# Insulating a Garage Roof



## CplDevilDog (Mar 18, 2009)

You should apply Raft-R-Mate or comparable baffles to the underside of the roof sheathing. They will prevent the batts of insulation from pressing tightly to the sheathing and leave a continuous air space from the soffits to the ridge vent


----------



## OldNBroken (Jun 11, 2008)

Ventilation is not required in an unheated space. If you plan on finishing and heating it in the future then be proactive and install insulation baffles prior to insulating. They are available at any bigbox store. Also I would recommend using spring wires to install your insulation as staples will not always hold by themselves against gravity.


----------



## DexterII (Jul 14, 2010)

Just an opinion, but going back to the reason that you are doing this, keep in mind that insulation will reduce, minimize, or, perhaps even eliminate heat transfer in some cases, but it does not generate heat. Point being that if in fact insulation were to keep your garage warmer, it seems to my simple mind that you have a situation where you are currently either loosing heat from your house to your garage, or your garage is receiving some radiant heat, whether through the windows or doors, or through the roof, which you may reduce by insulating the roof. Not saying that it's a bad idea, but just saying that without a heat source, your ROI may be extremely minimal. I have noticed, as an example, that my insulated barn, without a heater running, is often colder inside than outside, particulalry on a cold but sunny day.


----------



## savaytse66 (Jan 4, 2011)

DexterII said:


> Just an opinion, but going back to the reason that you are doing this, keep in mind that insulation will reduce, minimize, or, perhaps even eliminate heat transfer in some cases, but it does not generate heat. Point being that if in fact insulation were to keep your garage warmer, it seems to my simple mind that you have a situation where you are currently either loosing heat from your house to your garage, or your garage is receiving some radiant heat, whether through the windows or doors, or through the roof, which you may reduce by insulating the roof. Not saying that it's a bad idea, but just saying that without a heat source, your ROI may be extremely minimal. I have noticed, as an example, that my insulated barn, without a heater running, is often colder inside than outside, particulalry on a cold but sunny day.

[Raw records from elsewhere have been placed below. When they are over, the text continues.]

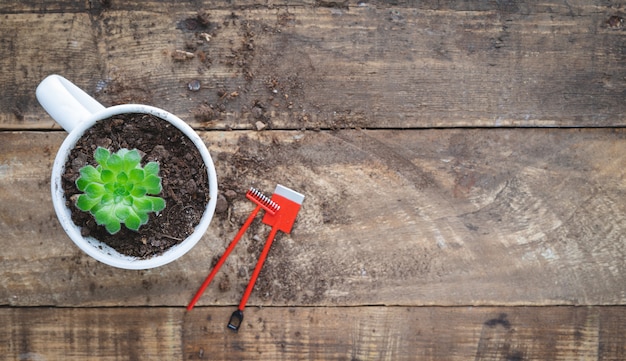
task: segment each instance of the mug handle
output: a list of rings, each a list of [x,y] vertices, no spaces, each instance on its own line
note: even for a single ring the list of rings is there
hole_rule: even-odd
[[[68,133],[78,124],[105,109],[74,83],[60,75],[49,75],[37,86],[37,100]]]

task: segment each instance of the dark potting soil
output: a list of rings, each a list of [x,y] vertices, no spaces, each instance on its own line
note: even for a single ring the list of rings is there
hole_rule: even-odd
[[[141,165],[159,163],[165,209],[150,213],[150,220],[138,231],[122,225],[109,234],[94,217],[76,208],[81,192],[76,187],[79,170],[87,164],[97,166],[93,155],[98,146],[117,152],[137,149],[143,155]],[[193,142],[170,123],[149,114],[122,114],[97,122],[78,140],[65,164],[63,190],[72,220],[83,236],[92,236],[118,252],[138,258],[163,253],[193,233],[209,202],[207,170]]]

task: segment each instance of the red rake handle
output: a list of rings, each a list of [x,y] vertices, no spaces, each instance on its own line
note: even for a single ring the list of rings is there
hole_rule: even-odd
[[[198,300],[204,293],[204,290],[206,290],[206,288],[209,286],[211,281],[213,281],[213,278],[215,277],[217,272],[220,270],[220,267],[222,267],[224,262],[226,262],[226,258],[228,258],[228,255],[230,255],[230,252],[233,251],[233,249],[237,245],[237,242],[239,242],[239,239],[241,239],[241,237],[246,232],[248,227],[250,227],[250,224],[254,220],[254,217],[256,217],[257,213],[259,213],[260,210],[261,210],[261,205],[257,205],[256,208],[254,208],[254,211],[250,213],[250,215],[248,216],[248,219],[246,219],[246,222],[243,224],[243,226],[241,226],[241,229],[239,229],[239,232],[237,232],[237,235],[235,235],[235,238],[233,238],[233,240],[230,242],[230,244],[228,245],[228,248],[226,248],[226,251],[224,251],[224,254],[222,255],[222,257],[219,259],[219,261],[217,261],[217,264],[213,268],[213,271],[211,271],[211,273],[207,276],[207,278],[202,283],[202,286],[200,286],[200,289],[198,289],[198,292],[196,292],[196,295],[193,297],[191,302],[189,302],[189,305],[187,306],[187,311],[191,311],[193,309],[193,306],[196,304],[196,302],[198,302]]]

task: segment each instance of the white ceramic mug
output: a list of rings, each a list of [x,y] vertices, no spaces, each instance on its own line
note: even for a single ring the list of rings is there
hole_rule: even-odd
[[[98,261],[110,266],[125,269],[148,269],[176,260],[198,243],[209,227],[209,223],[215,213],[217,176],[213,160],[204,142],[187,123],[163,109],[149,105],[123,104],[106,108],[72,82],[59,75],[50,75],[44,79],[37,87],[36,93],[37,100],[39,100],[43,108],[69,133],[57,152],[52,168],[52,203],[61,226],[80,249]],[[67,158],[83,133],[99,120],[124,113],[152,114],[178,128],[198,148],[206,165],[209,179],[210,200],[194,232],[183,242],[169,248],[163,254],[148,259],[138,259],[123,255],[92,237],[83,237],[80,227],[74,224],[70,210],[65,205],[63,187],[61,186],[61,175],[65,172]]]

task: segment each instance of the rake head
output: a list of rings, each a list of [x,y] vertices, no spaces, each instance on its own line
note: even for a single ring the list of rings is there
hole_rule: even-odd
[[[276,202],[267,198],[256,188],[250,188],[250,190],[246,192],[246,197],[263,208],[265,212],[267,212],[266,214],[275,214],[280,209],[280,206]]]

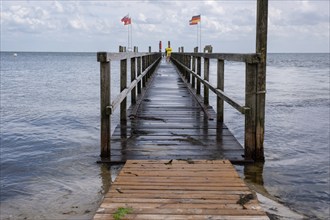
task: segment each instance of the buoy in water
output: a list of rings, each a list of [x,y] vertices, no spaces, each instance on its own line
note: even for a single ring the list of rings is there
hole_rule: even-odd
[[[17,57],[17,53],[14,53],[13,56],[14,56],[14,57]]]

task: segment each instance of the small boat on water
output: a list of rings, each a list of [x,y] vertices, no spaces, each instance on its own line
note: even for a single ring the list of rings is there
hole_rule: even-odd
[[[17,53],[14,53],[13,56],[14,56],[14,57],[17,57]]]

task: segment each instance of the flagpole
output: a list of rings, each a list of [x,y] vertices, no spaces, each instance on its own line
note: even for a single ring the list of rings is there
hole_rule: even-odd
[[[196,44],[196,47],[198,47],[198,24],[197,24],[197,27],[196,27],[196,30],[197,30],[197,44]]]
[[[131,51],[133,51],[133,26],[131,21]]]

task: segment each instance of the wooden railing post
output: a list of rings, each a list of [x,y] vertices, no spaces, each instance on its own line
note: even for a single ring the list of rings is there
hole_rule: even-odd
[[[249,108],[249,111],[245,113],[244,155],[246,160],[255,159],[257,68],[257,64],[246,63],[245,106]]]
[[[122,50],[124,48],[121,48]],[[119,51],[124,52],[124,51]],[[120,92],[127,87],[127,58],[120,61]],[[127,120],[127,98],[125,98],[120,104],[120,120]]]
[[[146,56],[142,56],[142,72],[146,69]],[[142,88],[146,87],[146,76],[142,78]]]
[[[137,48],[134,47],[134,52],[136,52]],[[131,58],[131,82],[136,79],[136,58]],[[136,103],[136,88],[131,91],[131,104],[134,105]]]
[[[198,48],[195,47],[194,48],[194,53],[197,53],[197,51],[198,51]],[[196,57],[195,56],[192,56],[192,64],[191,65],[192,65],[191,70],[193,72],[195,72],[196,71]],[[191,87],[193,89],[195,89],[195,87],[196,87],[196,78],[194,76],[191,77]]]
[[[191,57],[190,55],[186,55],[186,65],[189,69],[191,69]],[[187,72],[187,82],[190,84],[190,72]]]
[[[218,59],[218,76],[217,76],[217,89],[224,91],[225,82],[225,62],[224,60]],[[224,101],[219,96],[217,96],[217,121],[223,122],[224,114]]]
[[[208,53],[212,53],[212,47],[206,46],[204,48],[204,53],[208,51]],[[209,81],[210,78],[210,59],[204,57],[204,80]],[[209,105],[209,89],[204,86],[204,105]]]
[[[201,72],[202,72],[202,58],[197,57],[197,75],[201,76]],[[196,94],[197,95],[201,94],[201,82],[199,81],[199,79],[197,79]]]
[[[106,52],[97,53],[97,61],[100,62],[100,110],[101,110],[101,158],[110,159],[111,120],[107,107],[111,103],[111,75],[110,59]]]
[[[267,62],[268,0],[257,1],[256,52],[261,59],[257,77],[256,150],[255,161],[264,161],[266,62]]]
[[[139,56],[139,57],[137,58],[137,65],[136,65],[136,66],[137,66],[137,77],[139,77],[139,76],[141,75],[141,73],[142,73],[142,70],[141,70],[141,68],[142,68],[141,62],[142,62],[142,59],[141,59],[141,57]],[[137,84],[137,93],[138,93],[138,94],[141,94],[141,92],[142,92],[141,86],[142,86],[142,83],[141,83],[141,81],[139,81],[138,84]]]

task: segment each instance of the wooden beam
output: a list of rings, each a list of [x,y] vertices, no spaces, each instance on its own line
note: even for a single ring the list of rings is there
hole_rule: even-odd
[[[244,155],[248,160],[255,159],[257,68],[256,64],[246,64],[245,106],[249,111],[245,115]]]
[[[260,54],[257,76],[256,151],[255,160],[264,161],[264,130],[266,103],[268,0],[257,1],[256,53]]]
[[[208,58],[208,59],[220,59],[220,60],[236,61],[236,62],[244,62],[244,63],[259,63],[261,59],[259,53],[249,53],[249,54],[185,53],[185,54],[190,56]]]
[[[97,61],[100,62],[101,158],[110,158],[111,121],[107,114],[107,106],[111,102],[110,59],[106,52],[99,52]]]
[[[218,76],[217,76],[217,89],[224,91],[224,81],[225,81],[225,62],[223,60],[218,60],[217,63]],[[219,96],[217,96],[217,121],[223,122],[224,114],[224,102]]]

Point well taken. I do realize this, and for this reason, I have been somewhat hesitant to do this. However, for times when I am working all day in the garage, I plan to use either a portable heater or even a small wood burning stove to supply some moderate heat. With the insulation in place, I should be able to take some of the load off whatever heat source I use.

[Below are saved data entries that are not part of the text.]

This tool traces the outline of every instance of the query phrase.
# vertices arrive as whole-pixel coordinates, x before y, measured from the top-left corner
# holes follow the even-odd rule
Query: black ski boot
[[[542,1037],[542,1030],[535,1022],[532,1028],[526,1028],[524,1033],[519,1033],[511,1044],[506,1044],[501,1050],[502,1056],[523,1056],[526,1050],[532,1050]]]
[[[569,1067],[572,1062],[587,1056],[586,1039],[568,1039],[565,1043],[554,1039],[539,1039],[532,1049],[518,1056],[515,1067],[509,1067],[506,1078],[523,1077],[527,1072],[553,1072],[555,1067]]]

Also, while there is nothing above the garage, one side is directly against the house, so the garage will receive some radiant heat, though not nearly enough to keep the garage warm. I figure with the radiant heat from the house, lights, and excess heat from a warm car or truck, the insulation will at least help to keep the garage a few degrees warmer than the outside temperature. And with the addition of a space heater or some other heat supply, I can at least work comfortably in the space when it's only 14 degrees outside.

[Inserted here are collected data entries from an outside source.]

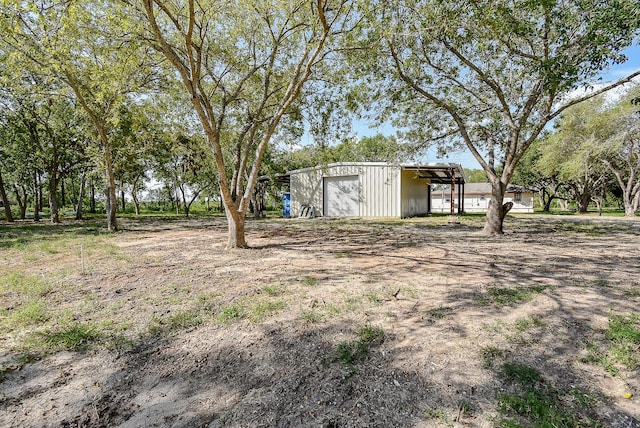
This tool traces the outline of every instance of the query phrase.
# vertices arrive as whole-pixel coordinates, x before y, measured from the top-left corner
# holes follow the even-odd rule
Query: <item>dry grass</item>
[[[637,221],[124,226],[0,226],[0,425],[640,424]]]

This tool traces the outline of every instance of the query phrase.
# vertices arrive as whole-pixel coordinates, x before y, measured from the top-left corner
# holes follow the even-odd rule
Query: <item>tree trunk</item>
[[[131,185],[131,199],[133,200],[133,206],[136,210],[136,215],[140,215],[140,201],[138,200],[138,181],[139,178],[133,180]]]
[[[584,192],[577,199],[576,203],[578,204],[578,212],[580,214],[585,214],[589,208],[589,202],[591,202],[591,193]]]
[[[513,207],[513,202],[503,204],[506,189],[507,186],[500,180],[491,183],[491,200],[489,201],[483,229],[483,233],[487,236],[502,235],[504,233],[502,228],[504,218]]]
[[[44,207],[43,200],[44,198],[42,197],[42,177],[38,173],[38,207],[40,208],[40,210],[42,210],[42,207]],[[40,215],[40,212],[38,212],[38,215]]]
[[[91,180],[91,188],[90,188],[90,192],[91,194],[90,196],[90,201],[89,201],[89,212],[91,214],[95,214],[96,213],[96,185],[93,182],[93,180]]]
[[[135,187],[131,190],[131,199],[133,199],[133,206],[136,209],[136,215],[140,215],[140,201],[138,200],[138,192]]]
[[[618,178],[618,181],[622,182],[620,178]],[[636,211],[638,211],[638,204],[640,203],[640,185],[636,184],[632,187],[632,184],[633,180],[629,179],[626,187],[620,186],[622,188],[625,217],[635,217]]]
[[[80,177],[80,191],[78,192],[78,205],[76,206],[76,220],[82,220],[82,203],[84,201],[84,187],[86,182],[86,175],[83,172]]]
[[[189,208],[191,208],[191,204],[187,203],[187,197],[184,192],[184,184],[180,184],[176,189],[176,206],[182,202],[182,207],[184,208],[184,216],[189,218]],[[182,201],[180,201],[180,195],[178,195],[178,189],[180,190],[180,195],[182,195]],[[178,210],[176,210],[176,214],[179,214]]]
[[[20,193],[20,190],[22,190],[22,193]],[[18,187],[18,185],[14,184],[13,193],[16,195],[16,201],[20,207],[20,219],[24,220],[27,218],[27,189],[24,185]]]
[[[111,161],[111,146],[106,137],[104,142],[104,157],[105,157],[105,174],[107,178],[107,229],[110,232],[118,231],[118,199],[116,197],[116,180],[113,174],[113,163]]]
[[[635,217],[636,210],[630,204],[624,204],[624,215],[625,217]]]
[[[64,178],[60,180],[60,199],[62,201],[62,209],[64,209],[65,205],[67,205],[67,198],[65,197],[64,191]]]
[[[40,185],[38,184],[38,173],[33,173],[33,221],[40,221]]]
[[[176,192],[176,215],[180,215],[180,202],[182,202],[180,200],[180,195]]]
[[[633,207],[633,215],[638,211],[638,206],[640,206],[640,192],[637,192],[633,197],[632,207]]]
[[[600,197],[598,198],[598,214],[602,215],[602,210],[604,209],[604,198],[607,192],[607,181],[606,177],[602,177],[602,186],[600,187]]]
[[[51,210],[51,223],[60,223],[60,210],[56,192],[58,190],[58,180],[55,177],[49,178],[49,209]]]
[[[109,207],[109,205],[111,205],[111,202],[112,202],[112,199],[109,197],[109,189],[105,187],[104,188],[104,211],[107,213],[107,217],[111,210],[111,208]]]
[[[600,198],[597,198],[593,201],[596,204],[596,210],[598,211],[598,215],[602,216],[602,202]]]
[[[225,207],[227,214],[227,224],[229,227],[229,240],[227,241],[227,249],[231,248],[248,248],[244,235],[245,216],[243,213],[236,211],[231,213]]]
[[[636,211],[638,211],[638,204],[640,204],[640,192],[636,193],[633,199],[625,195],[625,198],[624,198],[625,217],[635,217]]]
[[[2,181],[2,173],[0,172],[0,196],[2,197],[2,206],[4,206],[4,218],[7,221],[13,221],[13,215],[11,214],[11,205],[9,204],[9,198],[7,192],[4,189],[4,181]]]

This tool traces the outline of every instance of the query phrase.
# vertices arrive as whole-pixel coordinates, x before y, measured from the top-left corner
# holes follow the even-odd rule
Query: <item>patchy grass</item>
[[[636,285],[633,288],[624,288],[622,294],[627,297],[640,297],[640,286]]]
[[[424,409],[424,416],[427,419],[438,419],[439,421],[446,419],[446,413],[442,407],[427,407]]]
[[[97,341],[101,333],[90,324],[73,323],[62,328],[36,332],[29,340],[31,351],[44,354],[58,351],[84,351]]]
[[[621,368],[637,370],[640,368],[640,314],[627,316],[615,315],[609,319],[604,340],[600,343],[587,343],[587,356],[584,363],[596,363],[612,375]]]
[[[302,319],[310,324],[316,324],[322,321],[323,315],[322,313],[316,311],[315,309],[302,310],[300,313]]]
[[[533,328],[544,327],[545,322],[537,315],[529,315],[516,321],[515,329],[518,333],[524,333]]]
[[[506,362],[499,377],[509,392],[498,394],[501,427],[596,427],[585,413],[592,401],[578,388],[561,391],[550,385],[534,367]],[[577,403],[571,406],[568,403]]]
[[[0,277],[0,293],[3,297],[9,297],[10,293],[27,298],[44,297],[51,289],[52,286],[42,276],[11,272]]]
[[[375,292],[364,293],[364,297],[366,297],[367,300],[369,300],[369,302],[373,304],[378,304],[382,300],[378,293]]]
[[[202,308],[180,310],[166,317],[153,317],[148,330],[152,335],[185,330],[204,324],[208,316]]]
[[[287,304],[282,300],[273,302],[263,301],[256,302],[250,305],[247,310],[247,316],[251,322],[259,323],[264,321],[267,317],[277,314],[282,309],[286,308]]]
[[[275,296],[280,296],[281,294],[286,292],[286,288],[279,285],[279,284],[275,284],[275,285],[266,285],[264,287],[262,287],[262,291],[264,291],[264,293],[267,296],[271,296],[271,297],[275,297]]]
[[[283,300],[239,300],[222,307],[217,312],[215,321],[221,324],[229,324],[241,319],[248,319],[253,323],[260,323],[286,307],[287,304]]]
[[[448,306],[438,306],[437,308],[429,309],[427,311],[427,321],[435,323],[438,320],[444,319],[453,312],[453,308]]]
[[[592,340],[585,347],[585,363],[596,363],[612,375],[620,368],[636,370],[640,367],[640,314],[616,315],[609,320],[604,340]]]
[[[43,324],[51,316],[46,303],[40,300],[25,303],[12,311],[6,311],[6,313],[5,321],[2,324],[9,331]],[[0,320],[2,320],[1,313]]]
[[[640,367],[640,313],[614,316],[605,336],[611,341],[610,354],[616,363],[629,370]]]
[[[384,340],[384,331],[379,327],[365,325],[358,331],[358,338],[354,341],[340,342],[336,349],[336,361],[345,366],[353,367],[363,360],[374,344]]]
[[[530,302],[538,294],[551,288],[548,285],[533,287],[489,287],[487,292],[479,298],[482,304],[490,304],[496,307],[513,306]]]
[[[318,278],[314,278],[311,276],[302,279],[302,285],[304,285],[305,287],[315,287],[319,282],[320,280]]]
[[[494,346],[487,346],[481,349],[482,353],[482,368],[492,369],[497,365],[498,361],[502,361],[507,351],[504,349],[496,348]]]
[[[244,306],[239,303],[232,303],[228,306],[223,307],[216,315],[215,320],[219,323],[228,324],[233,321],[246,318],[246,316],[247,310]]]
[[[610,386],[605,379],[628,382],[636,394],[639,315],[611,316],[598,331],[591,324],[601,325],[599,316],[609,308],[637,303],[636,223],[629,234],[611,237],[613,228],[600,227],[607,233],[593,239],[584,227],[558,234],[560,221],[550,226],[546,220],[509,217],[505,228],[513,233],[505,240],[474,233],[482,226],[480,217],[461,217],[456,226],[448,225],[446,216],[402,224],[345,220],[341,227],[326,219],[268,220],[248,228],[250,239],[258,233],[269,240],[268,250],[226,252],[217,244],[224,242],[223,221],[132,217],[112,235],[65,232],[66,225],[27,232],[0,225],[0,340],[6,355],[0,378],[3,387],[15,386],[7,394],[20,388],[23,373],[36,372],[17,372],[20,355],[28,361],[62,349],[96,350],[70,359],[69,366],[75,369],[84,359],[97,362],[95,367],[115,364],[130,376],[127,388],[135,391],[189,373],[193,403],[211,391],[212,382],[224,383],[220,403],[233,404],[215,417],[186,409],[194,416],[184,413],[184,423],[192,425],[223,418],[238,426],[250,426],[257,417],[273,422],[274,410],[288,415],[281,419],[285,425],[312,420],[327,426],[588,427],[595,425],[589,416],[609,426],[613,416],[597,413],[608,405],[636,418],[637,412],[627,410],[633,400],[610,402],[599,391]],[[281,236],[292,239],[280,245]],[[411,248],[415,243],[419,249]],[[601,269],[615,254],[630,257],[616,269]],[[517,264],[511,266],[513,260]],[[489,269],[489,263],[500,269]],[[540,286],[541,278],[558,285]],[[558,326],[558,334],[547,326]],[[572,328],[571,334],[565,328]],[[351,334],[341,336],[345,331]],[[176,367],[161,358],[167,343],[198,346],[203,335],[216,338],[210,348],[197,349],[210,362],[219,349],[229,351],[219,361],[228,378],[212,377],[211,364],[185,360]],[[619,378],[604,378],[595,366],[551,364],[579,358],[587,341],[581,355]],[[378,348],[383,342],[385,352]],[[149,352],[138,354],[142,348]],[[127,358],[117,358],[125,349]],[[49,369],[57,362],[44,358],[38,365]],[[362,375],[347,379],[356,372]],[[86,380],[80,379],[86,373],[74,373]],[[117,379],[100,368],[89,376],[101,382],[99,404],[122,409],[104,422],[125,420],[130,397]],[[234,388],[226,388],[228,382]],[[237,391],[242,394],[232,396]],[[29,394],[20,398],[24,408],[54,399],[61,416],[51,423],[76,421],[55,386]],[[84,409],[92,408],[92,399],[93,394],[81,403]],[[9,417],[37,425],[35,416],[22,414],[13,403],[5,410],[11,414],[0,415],[0,425]],[[139,416],[147,410],[131,412]],[[169,417],[175,415],[168,414],[164,423],[178,420]]]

It's somewhat of a gamble, but if the price is right for the material, it's a gamble I'm willing to take. I just want to make sure I do it right.


----------



## savaytse66 (Jan 4, 2011)

CplDevilDog said:


> You should apply Raft-R-Mate or comparable baffles to the underside of the roof sheathing. They will prevent the batts of insulation from pressing tightly to the sheathing and leave a continuous air space from the soffits to the ridge vent


This is perfect. I think my local insulation warehouse stocks these.



OldNBroken said:


> Ventilation is not required in an unheated space. If you plan on finishing and heating it in the future then be proactive and install insulation baffles prior to insulating. They are available at any bigbox store. Also I would recommend using spring wires to install your insulation as staples will not always hold by themselves against gravity.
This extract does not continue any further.